Sprinting has two main components: acceleration and maximum (or max) velocity. Acceleration is speeding up rapidly, and maximum velocity is sprinting over ~75% of full speed. Since the sprints can reach 39 yards, and this is far beyond the distance even the best payers can accelerate, we know that soccer players need both.
We know the technique needed for acceleration and for max velocity are very different. The two most apparent differences between acceleration sprint mechanics and max velocity sprint mechanics are body angle and leg action. Soccer players need to develop both movement skills to be exceptional.
While sprinting speed is very important, soccer isn’t a track meet. It’s not a linear game and elite players display incredible agility. Agility can be broken down into two key components: quickness and change of direction.
Sprinting speed is great, but if you can’t change direction, you’re going to get burned.

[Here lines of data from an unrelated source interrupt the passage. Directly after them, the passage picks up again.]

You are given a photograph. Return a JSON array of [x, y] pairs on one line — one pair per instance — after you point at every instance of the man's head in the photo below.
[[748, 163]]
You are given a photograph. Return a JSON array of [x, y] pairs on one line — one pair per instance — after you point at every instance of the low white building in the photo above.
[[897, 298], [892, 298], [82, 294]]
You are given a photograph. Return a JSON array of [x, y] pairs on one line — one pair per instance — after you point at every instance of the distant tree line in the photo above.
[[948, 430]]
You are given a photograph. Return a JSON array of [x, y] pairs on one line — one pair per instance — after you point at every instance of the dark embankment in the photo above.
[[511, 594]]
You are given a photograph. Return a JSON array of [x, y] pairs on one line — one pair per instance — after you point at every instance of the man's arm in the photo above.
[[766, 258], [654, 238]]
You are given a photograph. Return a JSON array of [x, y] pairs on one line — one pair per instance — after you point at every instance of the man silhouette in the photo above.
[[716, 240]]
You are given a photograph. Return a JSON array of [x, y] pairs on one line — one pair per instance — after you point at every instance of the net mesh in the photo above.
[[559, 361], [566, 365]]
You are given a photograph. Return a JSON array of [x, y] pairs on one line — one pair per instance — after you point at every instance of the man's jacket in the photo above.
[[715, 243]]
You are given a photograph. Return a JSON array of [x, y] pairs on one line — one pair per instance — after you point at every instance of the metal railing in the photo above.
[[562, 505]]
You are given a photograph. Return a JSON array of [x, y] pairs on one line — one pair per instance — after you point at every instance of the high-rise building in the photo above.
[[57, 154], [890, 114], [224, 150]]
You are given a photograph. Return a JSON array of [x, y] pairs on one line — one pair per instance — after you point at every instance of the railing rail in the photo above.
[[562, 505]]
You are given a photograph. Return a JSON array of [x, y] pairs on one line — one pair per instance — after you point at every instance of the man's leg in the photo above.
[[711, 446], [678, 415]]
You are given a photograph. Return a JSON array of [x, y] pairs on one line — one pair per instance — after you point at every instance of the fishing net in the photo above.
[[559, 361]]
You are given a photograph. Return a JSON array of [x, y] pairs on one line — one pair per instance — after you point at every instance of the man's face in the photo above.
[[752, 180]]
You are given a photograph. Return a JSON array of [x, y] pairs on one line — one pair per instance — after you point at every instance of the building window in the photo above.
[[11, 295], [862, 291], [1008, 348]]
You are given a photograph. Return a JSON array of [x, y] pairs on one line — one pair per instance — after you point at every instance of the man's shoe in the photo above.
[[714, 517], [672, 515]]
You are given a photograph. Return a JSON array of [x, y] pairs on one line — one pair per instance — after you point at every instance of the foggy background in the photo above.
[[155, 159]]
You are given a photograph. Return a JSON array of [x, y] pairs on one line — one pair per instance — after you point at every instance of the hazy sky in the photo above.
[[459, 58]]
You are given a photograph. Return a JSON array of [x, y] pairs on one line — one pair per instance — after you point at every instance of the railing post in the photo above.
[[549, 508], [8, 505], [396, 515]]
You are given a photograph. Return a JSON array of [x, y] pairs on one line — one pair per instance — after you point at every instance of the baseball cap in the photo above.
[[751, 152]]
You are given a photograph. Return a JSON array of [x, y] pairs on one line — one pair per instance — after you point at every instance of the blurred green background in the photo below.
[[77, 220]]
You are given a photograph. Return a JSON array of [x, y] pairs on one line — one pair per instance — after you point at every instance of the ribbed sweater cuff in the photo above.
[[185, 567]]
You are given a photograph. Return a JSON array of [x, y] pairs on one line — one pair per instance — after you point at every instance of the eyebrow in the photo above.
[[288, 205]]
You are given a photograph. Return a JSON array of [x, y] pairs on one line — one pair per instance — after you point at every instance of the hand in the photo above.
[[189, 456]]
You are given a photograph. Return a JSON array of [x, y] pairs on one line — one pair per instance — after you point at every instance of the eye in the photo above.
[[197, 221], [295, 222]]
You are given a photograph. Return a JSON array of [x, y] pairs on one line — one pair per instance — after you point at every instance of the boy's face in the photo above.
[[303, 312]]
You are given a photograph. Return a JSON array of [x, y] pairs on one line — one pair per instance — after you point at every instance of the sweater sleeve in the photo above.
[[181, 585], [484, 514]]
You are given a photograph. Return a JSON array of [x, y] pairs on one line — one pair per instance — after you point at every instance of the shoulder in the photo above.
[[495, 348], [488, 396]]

Lightning fast movements in 1-2 steps can make all the difference in reacting to an opponent or leaving one on the ground.
Change of Direction
The game isn’t linear; it constantly changes direction. A player who can change direction in fewer steps and faster than the opposition has an advantage.
Fast on the Field
So to play your best game, you need several kinds of speed. Players will usually be better at one part or another, but you can’t afford any glaring holes. As an elite player you need:
- Maximum Velocity
- Change of Direction
You don’t have to leave this to chance, nor should you. While you may need the right genetics to be the fastest in the world at any of these, through training you can improve – at anything. Improve both your physical attributes and your motor control and you’ll be faster. Speed is a skill, and like any skill it can be taught.